O dicionário Aurélio traz as seguintes definições para o adjetivo "independente": 1. Que está livre de qualquer dependência ou sujeição; 2. Que é ou se tornou livre de qualquer laço ou compromisso afetivo, social, moral, etc. Que é senhor das próprias decisões; 3. Que se caracteriza pela autonomia, pelo desassombro; que rejeita a sujeição; É dessa maneira, totalmente "descolada" de rótulos e desprendida de classificações, que se deve ouvir o CD A Prosaica Onipresença da Criatura, da banda paulistana Katarse. Torna-se difícil, para o ouvinte de primeira mão, tentar classificar o tipo de música que a banda faz, pois existe ali um ar de estranheza que se propaga junto com o som de suas músicas.

 

Estranho é tudo no universo da Katarse.  A começar pelo próprio título do seu mais recente trabalho: A Prosaica Onipresença da Criatura. Ciente de tal reação, a banda se encarrega de diluir tal desconforto e prepara o ouvinte, no encarte do CD, oferecendo, de cara, definições lexicográficas  para "prosaico", "onipresença", "criatura" , "catarse" e "Katarse" (sim, com "k", definida simplesmente como "a banda formada por T. Greguol & Mário Amore"). E começa aí a brincadeira que os meninos da banda propõem num movimento de "faz que vai, mas não vai", que não se prende apenas ao som dançante que produzem: eles definem o que não é para ser definido; dicionarizam o que não está no dicionário.

 

O nome da banda, Katarse, remete a "catarse", definida no encarte como "purificação, evacuação; na Antiguidade, cerimônias religiosas de purificação; em Aristóteles, purgação das paixões por meio da arte, que lhes permite expandir-se em objetos fictícios; psicologia terapêutica psicanalítica que pretende o desaparecimento de sintomas pelas exteriorizações verbais, dramáticas, emocionais de traumatismos recalcados; (do grego kátharsis)". É, portanto, inevitável concluir que o som da banda é profilático, sugerindo algo como:"ouça o CD e fique livre de doenças". A música é, sem dúvida, capaz de modificar (para melhor ou para pior) nosso humor, e não é diferente aqui.

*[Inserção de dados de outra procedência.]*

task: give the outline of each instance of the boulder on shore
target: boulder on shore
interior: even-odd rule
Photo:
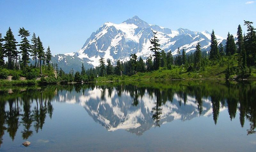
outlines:
[[[22,143],[22,144],[24,145],[26,147],[30,145],[30,143],[28,141],[26,141],[25,142]]]

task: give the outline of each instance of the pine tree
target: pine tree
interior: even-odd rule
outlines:
[[[14,37],[14,35],[12,34],[11,28],[9,27],[9,29],[6,33],[6,36],[4,37],[5,43],[4,45],[4,52],[5,57],[8,58],[8,69],[11,69],[12,68],[12,59],[14,61],[14,58],[17,58],[18,57],[18,52],[16,48],[16,39]]]
[[[31,42],[33,44],[31,45],[31,51],[32,57],[32,59],[35,60],[36,62],[35,63],[35,67],[36,67],[36,57],[38,53],[38,41],[37,38],[36,37],[36,34],[33,33],[33,35],[32,36],[32,38],[31,39]]]
[[[166,67],[166,53],[163,49],[161,51],[161,67]]]
[[[130,59],[129,64],[131,64],[130,66],[130,72],[131,75],[135,74],[137,71],[137,58],[138,57],[135,53],[132,54],[130,55],[132,57]]]
[[[153,70],[153,62],[152,61],[152,57],[151,55],[147,58],[146,65],[147,66],[147,71],[151,71]]]
[[[178,48],[177,50],[177,54],[178,55],[176,56],[176,63],[178,65],[181,65],[182,64],[181,61],[181,57],[180,56],[180,48]]]
[[[185,65],[187,62],[187,57],[186,57],[186,52],[184,49],[182,49],[182,63]]]
[[[247,56],[247,61],[248,66],[256,65],[256,29],[252,26],[253,22],[244,21],[244,25],[247,26],[247,31],[244,37],[244,47]]]
[[[158,44],[159,40],[157,39],[157,37],[156,36],[157,32],[154,32],[152,30],[152,32],[153,32],[153,38],[150,39],[150,42],[151,44],[153,45],[153,46],[150,46],[149,48],[150,50],[154,53],[154,54],[153,55],[153,56],[155,57],[154,66],[155,70],[156,70],[159,68],[160,64],[160,58],[161,57],[160,53],[158,51],[158,50],[160,50],[160,48],[159,48],[160,46],[160,44]]]
[[[233,55],[236,51],[236,47],[234,36],[228,32],[226,40],[226,55],[228,56]]]
[[[199,70],[201,65],[201,48],[200,44],[198,43],[196,46],[196,51],[195,52],[195,60],[194,60],[194,68],[197,70]]]
[[[45,57],[46,63],[49,66],[50,66],[50,61],[52,60],[52,53],[51,53],[50,47],[49,46],[48,46],[48,48],[47,48]]]
[[[3,67],[4,65],[4,47],[2,42],[4,39],[2,38],[2,34],[0,33],[0,66]]]
[[[222,43],[220,43],[219,45],[220,46],[220,55],[221,57],[223,57],[225,55],[225,52],[224,52],[224,48],[223,47],[223,45]]]
[[[212,30],[212,34],[211,35],[211,49],[210,49],[210,55],[209,59],[214,60],[218,59],[219,57],[219,53],[218,49],[217,39],[215,36],[214,31]]]
[[[82,70],[81,71],[81,75],[84,75],[86,74],[85,72],[85,69],[84,68],[84,63],[82,63]]]
[[[107,59],[107,63],[108,65],[106,67],[106,72],[107,75],[111,75],[113,74],[113,65],[111,63],[109,59]]]
[[[145,72],[146,71],[145,69],[145,63],[141,57],[140,57],[139,61],[138,62],[138,72]]]
[[[115,68],[115,73],[117,75],[120,75],[122,70],[121,62],[120,62],[120,60],[118,60],[116,62],[116,65]]]
[[[28,40],[27,37],[30,35],[28,31],[25,30],[24,27],[20,28],[19,31],[20,34],[18,36],[20,36],[21,37],[21,42],[20,44],[18,45],[20,46],[20,49],[21,50],[22,57],[21,60],[24,67],[25,67],[29,62],[29,53],[30,51],[30,45],[29,41]]]
[[[173,65],[173,57],[170,51],[167,53],[166,61],[167,68],[169,70],[172,69],[172,66]]]
[[[237,41],[236,42],[236,45],[238,46],[237,49],[237,53],[240,53],[242,51],[242,50],[244,48],[244,37],[243,36],[243,31],[241,27],[241,26],[239,24],[237,28]]]
[[[37,37],[37,50],[38,51],[38,58],[39,62],[39,66],[40,67],[40,72],[42,74],[42,60],[44,60],[44,49],[43,46],[43,43],[40,40],[40,38],[38,36]]]
[[[81,76],[80,75],[80,73],[78,71],[76,72],[75,74],[74,80],[76,82],[79,82],[81,81]]]
[[[105,63],[104,61],[104,58],[100,57],[100,76],[103,77],[105,75],[105,71],[106,71],[106,67],[105,67]]]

O que é irônico (e não está definido no encarte, mas está silenciosamente sugerido) é que o nome Katarse também pode ser lido informalmente  como "catar-se", ou seja, a banda é um aspirador de pó que suga (ou "cata") todas as influências que se aproximam de seu centro gravitacional. Musicalmente, as influências óbvias são Arnaldo Antunes e André Abujamra (que participou de outro CD da banda, o não menos estranho "A Obtusa Simplicidade do Ser"). Estes dois artistas já são, por si sós, um amálgama de tantas outras influências, amplificando o "catadão" em cuja fonte a Katarse bebe. As músicas são precedidas por epígrafes ecléticas, que deslizam por Nietzsche, Napoleão, Leonardo da Vinci e Paracelsus, entre outros. Este caleidoscópio de citações mostra que a banda está antenada e não se prende a uma estética; é múltipla em sua expressão.

 

O som que fazem vem de instrumentos convencionais, como violão, baixo, guitarra, gaita e acordeom. Mas as criaturas e os criadores do Katarse fazem uma música também prosaica, no sentido de "sem elevação", definido no encarte do CD. Portanto, ali também se ouvem instrumentos menos nobres, como lata de panetone, "lata de sabonete caro" e caixa de fósforos, entre outras preciosidades.

 

O líder da banda, Térsio Greguol, ou simplesmente T. Greguol, é tão multimídia como a banda. Além de professor em uma escola internacional em São Paulo, ele é também poeta,  músico e compositor. A literatura acompanha o trabalho da banda desde seus primeiros trabalhos. T. Greguol escreveu o interessante livro de poesia Catarse (2002) e, como ele mesmo diz sobre os livros e discos que lançou: "Se Catarse era um livro que trazia um CD e Viver Mata era um livro/CD, 'A Monstruosa Panaceia de Bodistava' é um CD/livro". Portanto, é possível ouvir  A Prosaica Onipresença da Criatura, mas  também pode-se ler o encarte como se estivéssemos olhando para um livro de poesia. Arnaldo Antunes percorre caminho semelhante em sua carreira desde que deixou os Titãs.

 

As letras de A Prosaica Onipresença da Criatura são leves, mas os temas são pesados. O CD tenta se equilibrar entre a leveza de sua sonoridade melódica e a densidade das letras. O tema da morte percorre o CD todo e é sugerido nos títulos de faixas, como "Funeral", "ZZZ", "Saída", "Tortura nunca dantes catalogada" e " Contando dias contados". Porém, a morte, ao fim da vida ou no Apocalipse, é contraposta nesse CD à imagem da luta pela sobrevivência, da reação, em faixas com títulos como "Acorda", "O céu" ou até "Fênix", que é o próprio renascimento da morte. Portanto, se, por um lado, o ouvinte é convidado a hibernar, por outro ele é convidado a reagir. Inconscientemente o CD possui dois lados, A e B, como os antigos LPs de vinil. O embate entre a depressão e a euforia universaliza as canções de A Prosaica Onipresença da Criatura, que busca influências na filosofia, na literatura, na História, no cinema e na própria música.

 

Em uma definição ao estilo Reginaldo Rossi, na linha "brega-inteligente", a banda se autodefine com estas palavras: "Katarse não é nada, mas contém tudo". O CD tem a virtude de ser de fácil assimilação. E a ordem das músicas sugere que o embate temático das canções não tem fim, pois ao achar que terminou, o ouvinte recebe o convite para iniciar tudo novamente. É relevante (e revelante) ouvir o final da última (última?) canção deste CD: "Acorda, levanta e vai se lavar/Acorda, levanta e vai se usar/Acorda, levanta e vai se virar". Que tal virar o lado do disco agora?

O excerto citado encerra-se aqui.